Colleurs d’affiche, anonyme.

 La réclame, disait-on encore, était « devenue l’un des beaux-arts de notre époque, ou plutôt (elle) les a remplacés tous10 ». Bientôt, le critique Roger Marx s’enthousiasmait : l’affiche, comprise par tous les âges, était aimée du peuple ; elle avait désormais « remplacé, au dehors et au foyer, les peintures jadis visibles au seuil des palais, sous les voûtes des cloîtres et des églises11 ». C’est donc avec raison que Raymond Williams, au siècle suivant, pourra voir dans la publicité « l’art officiel du capitalisme12» : c’était un art qui prenait en somme la place si longtemps occupée par l’art religieux. Jacques Ellul l’avait compris : la sensibilité de l’homme moderne à la publicité comme à la propagande avait « une raison religieuse ». Car si la publicité était indispensable, c’était bien moins pour des motifs économiques que comme « célébration du système des temps modernes et liturgie d’une eucharistie nouvelle13 ».

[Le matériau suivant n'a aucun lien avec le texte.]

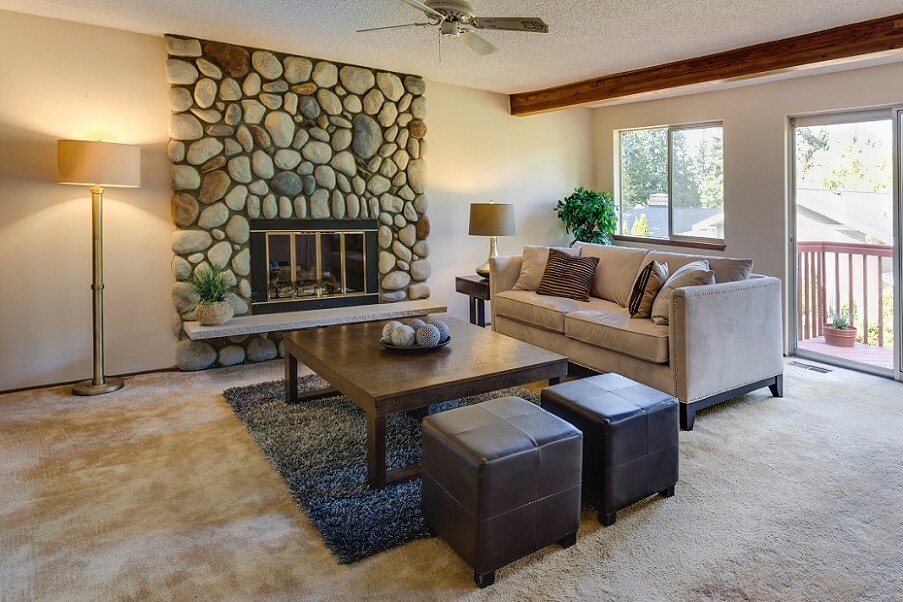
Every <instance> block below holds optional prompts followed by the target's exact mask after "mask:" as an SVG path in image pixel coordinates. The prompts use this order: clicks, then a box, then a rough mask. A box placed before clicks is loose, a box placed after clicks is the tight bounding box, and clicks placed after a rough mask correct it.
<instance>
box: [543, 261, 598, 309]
mask: <svg viewBox="0 0 903 602" xmlns="http://www.w3.org/2000/svg"><path fill="white" fill-rule="evenodd" d="M598 265H599V258H598V257H574V256H572V255H568V254H567V253H562V252H561V251H556V250H555V249H550V250H549V261H548V262H547V263H546V270H545V272H543V274H542V280H541V281H540V282H539V287H537V289H536V292H537V294H540V295H552V296H554V297H566V298H568V299H576V300H577V301H589V291H590V289H591V288H592V286H593V276H594V275H595V274H596V266H598Z"/></svg>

Mais d’où provenaient à présent ces gestes inédits ? Quelle autorité les commandait, et pour réaliser quelles espérances nouvelles ? La grande machine anonyme qui s’était mise en branle, ou plutôt le grand circuit de production et de consommation qu’était le capitalisme industriel moderne, trouvait certes dans la publicité son moteur idéal. Mais la publicité était d’abord celle des noms et des marques, et c’était l’absorption de tous ces noms auxquels il s’était successivement identifié comme à autant d’hosties qui avait causé la perte du pauvre Claude de Zola, réduit à un tas de pourriture sans nom. C’était elle qui donnait l’impulsion générale, qui permettait d’imprimer aux machines productrices de biens un rythme qui se répercutait partout, jusque dans les boutiques les plus éloignées des centres industriels. Une fois de plus, l’auteur anglais qu’avait traduit Philarète Chasles ne s’y était pas trompé : les bienfaits de la réclame s’étendaient à l’ensemble de la civilisation puisqu’elle établissait « dans toutes les branches du commerce et de l’industrie une circulation continue et progressive14 ». C’était une invention admirable qui faisait en effet circuler les objets, l’or et le désir dans le grand cycle productif mis en branle par les démocraties libérales, unissant inséparablement libéralisme économique et libéralisme politique.

On se souvient des analyses de Jürgen Habermas, formulées à l’aube des années 1960 : « À l’origine, la Publicité garantissait le lien qu’entretenait l’usage public de la raison aussi bien avec les fondements législatifs de la domination qu’avec un contrôle critique de son exercice. Depuis, elle est au principe d’une domination qui s’exerce à travers le pouvoir de disposer d’une opinion non publique, ce qui aboutit à cette singulière équivoque : la “Publicité” permet de manipuler le public, en même temps qu’elle est le moyen dont on se sert pour se justifier face à lui. Ainsi, la “Publicité” de manipulation prend-elle le pas sur la “Publicité” critique15 ». Toutefois, une telle opposition demeurait idéaliste parce que purement formelle. La manipulation des affects ne résulte pas d’une quelconque perversion de l’usage public de la raison, elle lui est véritablement consubstantielle. L’émotion ne s’oppose pas à la rationalité, comme le voulait Habermas, mais elle en est inséparable : « Pour réagir de façon “raisonnable”, il faut d’abord avoir été “touché” par l’émotion16 » ; en outre, l’idée qu’un « échange d’arguments rationnels » pourrait être dépourvu d’affect relève avec assez d’évidence du fantasme.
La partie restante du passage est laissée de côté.